José Carlos Pace fez uma excelente corrida apesar de muita febre que o prejudicou fisicamente durante o fim de semana. Não pôde manter o segundo lugar que ocupou durante a primeira volta devido à injeção deficiente.

Rolf Stommelen voltou à Fórmula 1, correndo no Brabham BT45 reserva.

Emerson Fittipaldi foi prejudicado por uma demasiada tendência substerçante do Copersucar. Jody Scheckter foi um brilhante segundo, tendo feito a volta mais rápida. De lamentar que seu companheiro de equipe, Patrick Depailler, cuja condução se adapta melhor a este tipo de circuito, tenha abandonado nas primeiras voltas devido a um acidente provocado por Regazzoni com o Ferrari comportando-se estranhamente.

Durante os treinos a grande tônica foi mesmo o entrevero entre Loris Kessel, piloto de péssimas qualidades e a Equipe Ram Thursday's de John McDonald.

A Equipe Ram, recebeu no início do ano os dois Brabham BT44 que pertenciam à equipe oficial e ainda eram material muito competitivo.

O único motivo da troca foi que ao assinar contrato para usar motores Alfa Romeo, Bernie Ecclestone se vi na obrigação de refazer todo o conjunto suspensão/chassi para resistir aos pesadíssimos 12 cilindros.

John McDonald, conhecido chefe de equipe inglês na Fórmula 5000 e famoso por suas manobras nem sempre muito honestas, assumiu o comando da equipe de dois carros e tratou de arrumar quem financiasse o funcionamento da equipe.

Imediatamente apareceram vários candidatos, a maioria com muito dinheiro e pouco braço. McDonald optou pelo suíço Loris Kessel que levou consigo para a equipe o patrocínio dos relógios Tissot, cerca de 2,2 milhões de cruzeiros.

Apesar de várias tentativas, Kessel só se classificou para largar em uma prova e a partir do Grande Prêmio da Inglaterra, disse que não pilotaria mais o carro e que queria o dinheiro de volta.

McDonald então, afirmou que se ele quisesse, poderia continuar a pilotar mas a "grana", de jeito nenhum.

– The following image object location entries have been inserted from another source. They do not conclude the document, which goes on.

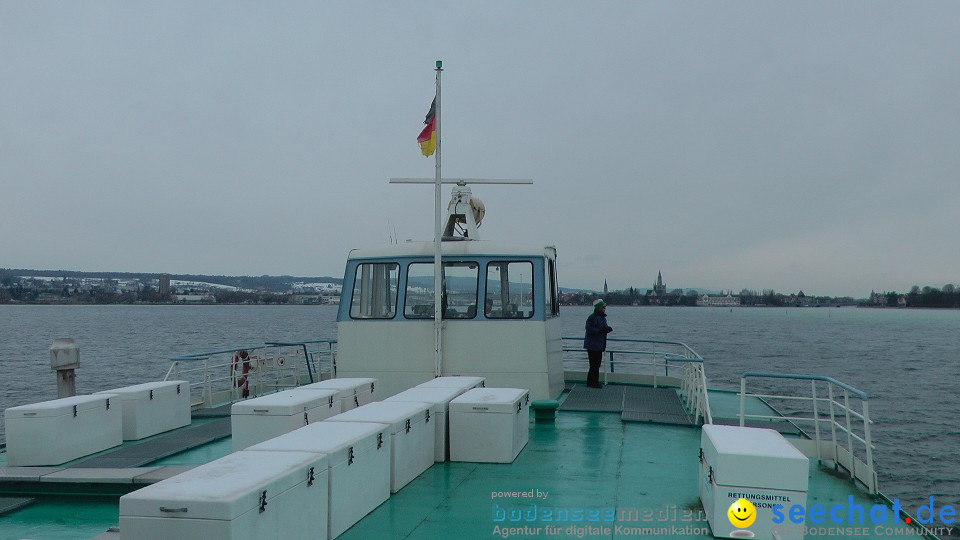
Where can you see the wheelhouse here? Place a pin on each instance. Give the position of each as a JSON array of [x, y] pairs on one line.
[[500, 306]]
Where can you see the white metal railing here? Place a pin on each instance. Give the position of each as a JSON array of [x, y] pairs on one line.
[[853, 425], [216, 378], [649, 356]]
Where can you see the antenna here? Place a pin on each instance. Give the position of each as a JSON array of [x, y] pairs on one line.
[[461, 181], [464, 212]]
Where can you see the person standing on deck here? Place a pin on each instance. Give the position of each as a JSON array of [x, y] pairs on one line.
[[595, 341]]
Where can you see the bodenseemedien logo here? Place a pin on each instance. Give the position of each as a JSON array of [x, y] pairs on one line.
[[742, 514]]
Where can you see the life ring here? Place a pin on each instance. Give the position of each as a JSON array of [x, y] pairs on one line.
[[241, 362]]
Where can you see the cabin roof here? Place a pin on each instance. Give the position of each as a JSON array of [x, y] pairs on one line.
[[475, 248]]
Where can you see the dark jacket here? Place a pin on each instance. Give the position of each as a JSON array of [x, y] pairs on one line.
[[596, 327]]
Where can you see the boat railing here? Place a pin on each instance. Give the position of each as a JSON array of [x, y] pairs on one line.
[[216, 378], [663, 361], [841, 429]]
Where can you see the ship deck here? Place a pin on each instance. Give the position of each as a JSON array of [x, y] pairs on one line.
[[646, 472]]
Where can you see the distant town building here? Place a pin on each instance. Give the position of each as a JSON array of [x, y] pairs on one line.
[[719, 300], [164, 287]]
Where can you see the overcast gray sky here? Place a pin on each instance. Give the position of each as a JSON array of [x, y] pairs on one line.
[[786, 145]]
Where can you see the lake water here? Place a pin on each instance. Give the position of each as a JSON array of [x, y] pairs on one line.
[[906, 360]]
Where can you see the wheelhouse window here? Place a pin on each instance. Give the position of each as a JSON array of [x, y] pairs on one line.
[[509, 290], [459, 293], [375, 291]]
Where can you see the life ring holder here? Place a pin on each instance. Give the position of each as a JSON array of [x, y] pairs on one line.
[[243, 363]]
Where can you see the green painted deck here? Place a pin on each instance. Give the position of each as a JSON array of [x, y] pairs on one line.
[[584, 460], [644, 473]]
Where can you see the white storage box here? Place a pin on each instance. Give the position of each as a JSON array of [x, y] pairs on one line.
[[258, 419], [440, 398], [464, 383], [412, 435], [243, 495], [489, 425], [61, 430], [152, 408], [359, 465], [758, 465], [353, 392]]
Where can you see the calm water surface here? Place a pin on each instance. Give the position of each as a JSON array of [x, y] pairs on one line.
[[907, 360]]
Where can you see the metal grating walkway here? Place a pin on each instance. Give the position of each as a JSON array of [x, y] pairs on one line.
[[635, 403], [658, 405], [583, 398], [160, 446]]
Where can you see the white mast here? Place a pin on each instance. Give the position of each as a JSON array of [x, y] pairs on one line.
[[437, 267]]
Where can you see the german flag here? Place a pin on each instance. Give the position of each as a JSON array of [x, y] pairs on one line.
[[428, 137]]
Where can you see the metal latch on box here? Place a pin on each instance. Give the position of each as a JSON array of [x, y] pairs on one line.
[[173, 510]]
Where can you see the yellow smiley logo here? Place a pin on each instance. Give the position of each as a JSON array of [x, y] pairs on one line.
[[742, 513]]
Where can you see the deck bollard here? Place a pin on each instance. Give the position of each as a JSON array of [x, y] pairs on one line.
[[64, 359]]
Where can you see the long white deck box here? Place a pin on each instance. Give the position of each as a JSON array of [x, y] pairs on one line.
[[412, 435], [353, 392], [359, 465], [440, 398], [758, 465], [61, 430], [258, 419], [489, 425], [242, 495], [462, 382], [152, 408]]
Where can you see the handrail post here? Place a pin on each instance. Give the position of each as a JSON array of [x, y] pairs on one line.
[[816, 418], [743, 396], [208, 393], [853, 461], [833, 426], [869, 443]]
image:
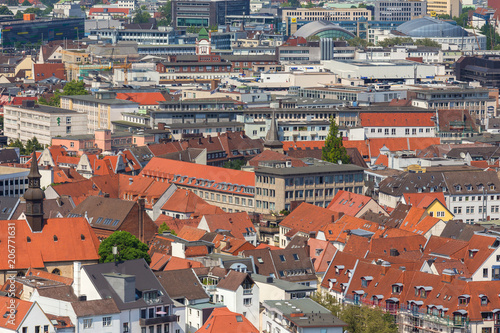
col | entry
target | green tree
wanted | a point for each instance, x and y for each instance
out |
(334, 150)
(234, 164)
(427, 42)
(141, 15)
(71, 88)
(129, 248)
(164, 227)
(165, 14)
(5, 11)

E, partindo da palavra à ação, inscreveu Bob Evans com o carro de Kessel, e o inglês até que não se saiu mal.

No Grande Prêmio da Alemanha, o mesmo carro estava inscrito para Rolf Stommelen, mas aí, o "circo pegou fogo".    

Jody Scheckter foi segundo e fez a volta mais rápida

No sábado à tarde, Loris Kessel apareceu no autódromo, cercado de policiais, advogados, juízes e um contingente de curiosos e na presença do estupefato McDonald a "gang" entrou em ação.

Os dois carros, o caminhão, 4 motores e toda a ferramentaria ficou sob custódia da justiça alemã até que se chegue a uma definição de quem está certo.

Obviamente, o inglês e seus mecânicos voltaram para a Inglaterra de avião e de mão no bolso. Como, nem McDonald, nem Kessel são muito chegados aos negócios muito claros, é bem capaz da Brabham/Ram terminar seus dias num parque de diversão servindo de entretenimento á garotada.

Nos treinos a pole ficou para Hunt com 7m06.5s, seguido de Lauda com 7m07.4s. Logo depois ficaram Depailler 7m08.8s, Stuck 7m09.1s que neste circuito "anda até de costas", Regazzoni, Laffite, Môco e Scheckter.

Lella Lombardi com Braham BT44B/2 e Henry Pescarolo com Surtees TS19/1, não se classificaram para a largada.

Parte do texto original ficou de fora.